Kowalewski wspomina Święta w Rosji
Były reprezentant Polski Wojciech Kowalewski wspomniał czasy, kiedy występował w ligach ukraińskiej i rosyjskiej. Przyznał, że miał wówczas czas, by okres świąteczny spędzać w Polsce, z rodziną.
– Akurat tak się fajnie składało, że mimo wielu lat w zagranicznych klubach okres Bożego Narodzenia mogłem spędzać w Polsce, według naszej tradycji. Miałem w tym czasie urlopy, bo tamte ligi nie grały – powiedział były bramkarz.
– Tam święta trwają od Nowego Roku praktycznie do 10 stycznia. Administracyjnie ten okres to paraliż kraju. Najważniejszy, kilka dni przed prawosławnym Bożym Narodzeniem, jest 1 stycznia.

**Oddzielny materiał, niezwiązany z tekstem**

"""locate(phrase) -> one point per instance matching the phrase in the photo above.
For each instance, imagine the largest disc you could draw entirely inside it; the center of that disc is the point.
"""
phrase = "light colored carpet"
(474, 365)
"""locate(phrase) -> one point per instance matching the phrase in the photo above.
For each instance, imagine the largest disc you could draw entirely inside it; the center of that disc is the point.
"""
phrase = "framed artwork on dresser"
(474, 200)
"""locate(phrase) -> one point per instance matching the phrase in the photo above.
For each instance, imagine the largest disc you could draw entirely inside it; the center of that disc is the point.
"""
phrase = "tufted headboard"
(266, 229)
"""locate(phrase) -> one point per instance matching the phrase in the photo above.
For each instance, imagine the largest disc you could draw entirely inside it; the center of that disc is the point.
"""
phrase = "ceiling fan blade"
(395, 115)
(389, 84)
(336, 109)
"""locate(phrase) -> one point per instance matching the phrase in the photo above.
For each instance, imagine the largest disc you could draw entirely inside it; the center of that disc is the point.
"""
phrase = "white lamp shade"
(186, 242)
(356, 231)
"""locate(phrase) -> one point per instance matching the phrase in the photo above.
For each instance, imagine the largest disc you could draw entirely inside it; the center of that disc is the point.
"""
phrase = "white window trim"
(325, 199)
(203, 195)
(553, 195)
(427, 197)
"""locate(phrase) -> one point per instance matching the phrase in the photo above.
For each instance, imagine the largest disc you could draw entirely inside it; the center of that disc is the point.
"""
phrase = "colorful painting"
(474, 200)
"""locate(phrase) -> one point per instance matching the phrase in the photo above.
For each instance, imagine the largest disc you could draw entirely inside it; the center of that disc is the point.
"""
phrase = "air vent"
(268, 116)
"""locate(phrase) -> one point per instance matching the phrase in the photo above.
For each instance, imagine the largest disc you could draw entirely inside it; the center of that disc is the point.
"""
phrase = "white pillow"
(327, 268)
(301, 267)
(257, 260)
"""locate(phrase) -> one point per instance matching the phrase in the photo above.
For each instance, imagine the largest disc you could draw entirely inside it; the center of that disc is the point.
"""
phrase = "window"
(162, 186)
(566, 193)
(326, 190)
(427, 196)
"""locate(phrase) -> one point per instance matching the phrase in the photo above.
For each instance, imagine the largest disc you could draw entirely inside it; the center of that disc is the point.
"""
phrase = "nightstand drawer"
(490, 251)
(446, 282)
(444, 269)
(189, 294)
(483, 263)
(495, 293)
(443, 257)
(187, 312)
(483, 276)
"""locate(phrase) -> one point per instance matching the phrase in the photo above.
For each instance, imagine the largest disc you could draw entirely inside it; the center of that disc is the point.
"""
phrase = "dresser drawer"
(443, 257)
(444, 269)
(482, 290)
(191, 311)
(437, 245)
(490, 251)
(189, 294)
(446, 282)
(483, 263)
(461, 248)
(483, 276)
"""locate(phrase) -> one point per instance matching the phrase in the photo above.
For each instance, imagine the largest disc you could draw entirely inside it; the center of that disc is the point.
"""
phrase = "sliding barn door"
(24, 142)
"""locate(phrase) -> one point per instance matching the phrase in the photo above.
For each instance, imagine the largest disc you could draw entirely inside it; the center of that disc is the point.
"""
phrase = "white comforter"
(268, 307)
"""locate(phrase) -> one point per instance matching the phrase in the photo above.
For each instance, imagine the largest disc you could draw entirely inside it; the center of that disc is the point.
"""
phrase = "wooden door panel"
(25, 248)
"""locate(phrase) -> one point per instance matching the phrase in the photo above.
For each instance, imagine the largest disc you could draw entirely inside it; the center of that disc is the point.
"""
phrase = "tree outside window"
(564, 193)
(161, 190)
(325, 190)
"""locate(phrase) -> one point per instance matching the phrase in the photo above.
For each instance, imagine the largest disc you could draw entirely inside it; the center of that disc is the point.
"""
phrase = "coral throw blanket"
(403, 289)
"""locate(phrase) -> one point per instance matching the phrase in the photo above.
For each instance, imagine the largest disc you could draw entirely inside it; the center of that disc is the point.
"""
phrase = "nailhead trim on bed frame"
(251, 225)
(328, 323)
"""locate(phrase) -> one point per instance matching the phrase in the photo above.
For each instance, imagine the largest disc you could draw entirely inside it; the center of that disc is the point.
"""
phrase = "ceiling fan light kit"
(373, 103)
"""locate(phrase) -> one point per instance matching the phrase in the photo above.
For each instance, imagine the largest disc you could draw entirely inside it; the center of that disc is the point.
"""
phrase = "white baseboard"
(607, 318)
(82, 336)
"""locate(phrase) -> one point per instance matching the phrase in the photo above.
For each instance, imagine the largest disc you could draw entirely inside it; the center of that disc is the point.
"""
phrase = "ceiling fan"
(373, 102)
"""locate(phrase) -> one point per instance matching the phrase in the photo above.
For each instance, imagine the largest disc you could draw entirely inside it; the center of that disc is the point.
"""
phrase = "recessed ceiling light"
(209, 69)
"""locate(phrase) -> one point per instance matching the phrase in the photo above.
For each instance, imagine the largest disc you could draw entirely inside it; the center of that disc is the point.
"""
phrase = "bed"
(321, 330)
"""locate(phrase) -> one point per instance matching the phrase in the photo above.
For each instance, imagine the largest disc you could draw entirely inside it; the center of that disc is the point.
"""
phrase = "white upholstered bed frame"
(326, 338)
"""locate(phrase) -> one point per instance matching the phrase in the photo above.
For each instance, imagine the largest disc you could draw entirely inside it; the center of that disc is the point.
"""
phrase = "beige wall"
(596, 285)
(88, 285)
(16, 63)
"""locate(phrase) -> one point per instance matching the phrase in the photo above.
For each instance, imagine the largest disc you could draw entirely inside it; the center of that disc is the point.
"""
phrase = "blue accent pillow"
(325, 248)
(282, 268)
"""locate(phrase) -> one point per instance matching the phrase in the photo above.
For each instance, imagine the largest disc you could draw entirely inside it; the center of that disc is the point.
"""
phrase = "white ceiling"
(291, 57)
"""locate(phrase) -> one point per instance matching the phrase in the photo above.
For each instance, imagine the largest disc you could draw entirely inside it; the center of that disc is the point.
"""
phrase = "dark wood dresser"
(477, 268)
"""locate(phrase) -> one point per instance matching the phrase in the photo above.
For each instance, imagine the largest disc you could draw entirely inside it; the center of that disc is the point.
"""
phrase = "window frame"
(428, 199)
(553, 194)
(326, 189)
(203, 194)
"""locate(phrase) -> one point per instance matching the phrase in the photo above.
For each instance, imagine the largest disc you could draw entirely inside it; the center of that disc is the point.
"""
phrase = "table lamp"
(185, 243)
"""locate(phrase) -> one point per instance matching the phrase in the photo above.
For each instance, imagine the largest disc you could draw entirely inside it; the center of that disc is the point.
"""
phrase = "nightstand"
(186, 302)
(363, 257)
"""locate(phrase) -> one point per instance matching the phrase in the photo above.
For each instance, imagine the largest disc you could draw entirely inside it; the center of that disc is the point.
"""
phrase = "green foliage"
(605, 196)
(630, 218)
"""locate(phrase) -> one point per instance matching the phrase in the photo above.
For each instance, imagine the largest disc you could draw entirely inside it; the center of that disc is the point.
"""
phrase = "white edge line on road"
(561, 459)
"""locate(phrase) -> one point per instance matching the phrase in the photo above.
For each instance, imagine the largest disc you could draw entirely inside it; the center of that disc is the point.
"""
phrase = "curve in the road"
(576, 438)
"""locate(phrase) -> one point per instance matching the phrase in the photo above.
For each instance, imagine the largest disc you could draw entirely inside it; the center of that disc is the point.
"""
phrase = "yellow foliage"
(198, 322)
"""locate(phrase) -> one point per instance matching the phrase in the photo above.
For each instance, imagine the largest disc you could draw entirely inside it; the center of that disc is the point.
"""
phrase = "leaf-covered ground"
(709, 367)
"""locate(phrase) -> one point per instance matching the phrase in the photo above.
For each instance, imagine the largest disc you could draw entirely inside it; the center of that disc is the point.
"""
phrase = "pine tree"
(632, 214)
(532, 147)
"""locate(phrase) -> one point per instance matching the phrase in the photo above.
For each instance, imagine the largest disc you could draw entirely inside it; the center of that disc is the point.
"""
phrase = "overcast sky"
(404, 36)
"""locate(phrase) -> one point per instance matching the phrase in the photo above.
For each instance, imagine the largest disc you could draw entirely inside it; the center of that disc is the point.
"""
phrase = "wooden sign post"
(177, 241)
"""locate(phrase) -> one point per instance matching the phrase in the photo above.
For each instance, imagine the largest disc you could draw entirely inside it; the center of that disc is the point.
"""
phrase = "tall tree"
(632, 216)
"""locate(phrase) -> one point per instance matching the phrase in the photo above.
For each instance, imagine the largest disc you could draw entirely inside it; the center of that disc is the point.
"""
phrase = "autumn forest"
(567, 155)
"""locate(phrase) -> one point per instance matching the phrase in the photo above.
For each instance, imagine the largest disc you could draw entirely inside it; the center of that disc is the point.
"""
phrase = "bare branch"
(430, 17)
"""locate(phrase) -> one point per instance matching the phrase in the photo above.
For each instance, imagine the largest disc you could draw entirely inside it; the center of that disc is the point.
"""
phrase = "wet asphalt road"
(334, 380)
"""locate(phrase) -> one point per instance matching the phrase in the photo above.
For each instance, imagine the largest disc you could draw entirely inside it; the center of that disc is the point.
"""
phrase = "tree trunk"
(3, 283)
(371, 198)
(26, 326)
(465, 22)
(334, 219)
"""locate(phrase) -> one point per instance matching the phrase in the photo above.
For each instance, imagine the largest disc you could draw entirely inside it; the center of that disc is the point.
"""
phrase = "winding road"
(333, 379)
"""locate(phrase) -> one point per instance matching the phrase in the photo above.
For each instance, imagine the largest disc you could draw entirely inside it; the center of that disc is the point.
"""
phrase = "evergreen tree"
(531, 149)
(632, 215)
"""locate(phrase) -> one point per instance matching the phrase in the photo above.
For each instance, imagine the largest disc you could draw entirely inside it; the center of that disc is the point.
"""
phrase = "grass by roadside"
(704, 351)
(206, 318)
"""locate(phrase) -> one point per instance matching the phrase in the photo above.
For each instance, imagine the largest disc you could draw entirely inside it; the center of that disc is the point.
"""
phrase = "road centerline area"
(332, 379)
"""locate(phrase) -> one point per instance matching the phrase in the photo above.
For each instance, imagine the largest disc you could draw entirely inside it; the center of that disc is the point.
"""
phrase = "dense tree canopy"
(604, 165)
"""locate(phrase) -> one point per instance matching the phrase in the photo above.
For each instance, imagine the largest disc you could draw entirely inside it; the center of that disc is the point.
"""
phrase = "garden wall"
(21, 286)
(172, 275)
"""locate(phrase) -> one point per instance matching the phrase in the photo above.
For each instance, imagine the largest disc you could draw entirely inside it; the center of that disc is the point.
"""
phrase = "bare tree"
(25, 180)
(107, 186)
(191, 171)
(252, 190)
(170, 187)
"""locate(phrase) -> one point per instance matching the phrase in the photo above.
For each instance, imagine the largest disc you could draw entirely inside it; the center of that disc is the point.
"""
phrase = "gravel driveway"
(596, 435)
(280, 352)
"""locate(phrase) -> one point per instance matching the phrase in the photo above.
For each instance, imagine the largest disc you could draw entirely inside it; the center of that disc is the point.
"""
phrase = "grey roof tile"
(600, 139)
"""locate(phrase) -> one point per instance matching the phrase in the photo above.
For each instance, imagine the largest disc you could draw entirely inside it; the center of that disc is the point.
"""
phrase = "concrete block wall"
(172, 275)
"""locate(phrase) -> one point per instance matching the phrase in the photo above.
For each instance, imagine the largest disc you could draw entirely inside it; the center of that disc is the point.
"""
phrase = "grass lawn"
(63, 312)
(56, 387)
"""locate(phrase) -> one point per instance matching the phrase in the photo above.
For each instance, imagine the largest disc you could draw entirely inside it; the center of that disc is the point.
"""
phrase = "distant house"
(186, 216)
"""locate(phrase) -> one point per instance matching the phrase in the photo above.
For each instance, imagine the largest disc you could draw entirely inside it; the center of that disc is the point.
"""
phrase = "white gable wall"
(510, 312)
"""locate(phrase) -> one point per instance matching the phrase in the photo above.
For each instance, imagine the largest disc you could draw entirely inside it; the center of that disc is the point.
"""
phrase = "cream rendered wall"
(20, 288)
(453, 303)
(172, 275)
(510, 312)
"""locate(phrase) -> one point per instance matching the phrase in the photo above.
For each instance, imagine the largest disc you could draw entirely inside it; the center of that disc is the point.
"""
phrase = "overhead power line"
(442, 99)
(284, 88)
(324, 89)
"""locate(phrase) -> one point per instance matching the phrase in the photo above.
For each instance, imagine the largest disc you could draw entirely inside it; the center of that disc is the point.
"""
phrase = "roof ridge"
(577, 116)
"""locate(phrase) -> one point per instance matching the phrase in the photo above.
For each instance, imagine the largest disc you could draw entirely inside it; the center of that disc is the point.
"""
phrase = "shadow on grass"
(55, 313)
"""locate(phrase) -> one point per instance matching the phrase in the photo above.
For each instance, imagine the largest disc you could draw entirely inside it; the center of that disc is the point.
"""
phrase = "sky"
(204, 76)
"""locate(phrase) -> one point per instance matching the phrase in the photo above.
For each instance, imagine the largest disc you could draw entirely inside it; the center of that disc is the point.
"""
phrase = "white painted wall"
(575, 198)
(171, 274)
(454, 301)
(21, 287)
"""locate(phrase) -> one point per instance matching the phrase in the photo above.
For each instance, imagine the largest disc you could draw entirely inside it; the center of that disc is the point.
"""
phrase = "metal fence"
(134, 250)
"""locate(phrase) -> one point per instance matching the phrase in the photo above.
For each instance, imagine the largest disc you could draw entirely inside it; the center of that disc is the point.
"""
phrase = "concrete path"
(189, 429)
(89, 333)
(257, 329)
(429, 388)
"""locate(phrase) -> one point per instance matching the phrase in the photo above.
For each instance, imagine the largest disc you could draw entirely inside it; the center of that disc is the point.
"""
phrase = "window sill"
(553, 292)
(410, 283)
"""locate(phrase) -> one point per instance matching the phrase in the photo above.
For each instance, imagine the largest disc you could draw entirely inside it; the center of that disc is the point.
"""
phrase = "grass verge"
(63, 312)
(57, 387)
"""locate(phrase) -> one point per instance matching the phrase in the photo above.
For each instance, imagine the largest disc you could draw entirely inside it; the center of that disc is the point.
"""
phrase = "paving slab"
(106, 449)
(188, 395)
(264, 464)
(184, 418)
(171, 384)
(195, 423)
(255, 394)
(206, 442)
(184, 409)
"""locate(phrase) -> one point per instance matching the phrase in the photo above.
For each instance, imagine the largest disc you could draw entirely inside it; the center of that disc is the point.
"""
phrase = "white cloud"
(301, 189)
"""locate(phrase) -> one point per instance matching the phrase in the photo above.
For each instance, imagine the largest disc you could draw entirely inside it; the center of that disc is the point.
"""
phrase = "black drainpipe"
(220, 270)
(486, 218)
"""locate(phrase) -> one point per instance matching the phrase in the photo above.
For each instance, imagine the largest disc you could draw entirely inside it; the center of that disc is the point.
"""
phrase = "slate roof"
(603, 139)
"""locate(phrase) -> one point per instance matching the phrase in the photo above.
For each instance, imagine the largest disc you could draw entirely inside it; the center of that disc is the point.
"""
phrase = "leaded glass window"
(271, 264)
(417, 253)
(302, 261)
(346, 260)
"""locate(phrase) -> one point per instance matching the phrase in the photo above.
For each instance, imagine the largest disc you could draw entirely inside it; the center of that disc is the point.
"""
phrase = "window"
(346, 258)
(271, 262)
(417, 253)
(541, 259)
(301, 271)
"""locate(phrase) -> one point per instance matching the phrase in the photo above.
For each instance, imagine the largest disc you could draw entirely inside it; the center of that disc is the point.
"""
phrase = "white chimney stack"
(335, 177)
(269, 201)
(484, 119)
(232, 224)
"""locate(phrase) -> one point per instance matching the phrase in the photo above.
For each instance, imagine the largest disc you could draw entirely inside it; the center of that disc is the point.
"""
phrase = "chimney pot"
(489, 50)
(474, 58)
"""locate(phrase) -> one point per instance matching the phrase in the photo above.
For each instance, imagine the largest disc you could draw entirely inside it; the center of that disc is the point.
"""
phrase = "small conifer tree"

Właśnie wówczas przychodzi Dziadek Mróz, jest jołka, wręcza się prezenty. Czasami piłkarskie urlopy w Rosji kończyły się, o ile pamiętam, 5-6 stycznia, więc koledzy z drużyny obchodzili święta już na zgrupowaniach – dodał były zawodnik rosyjskich i ukraińskich klubów.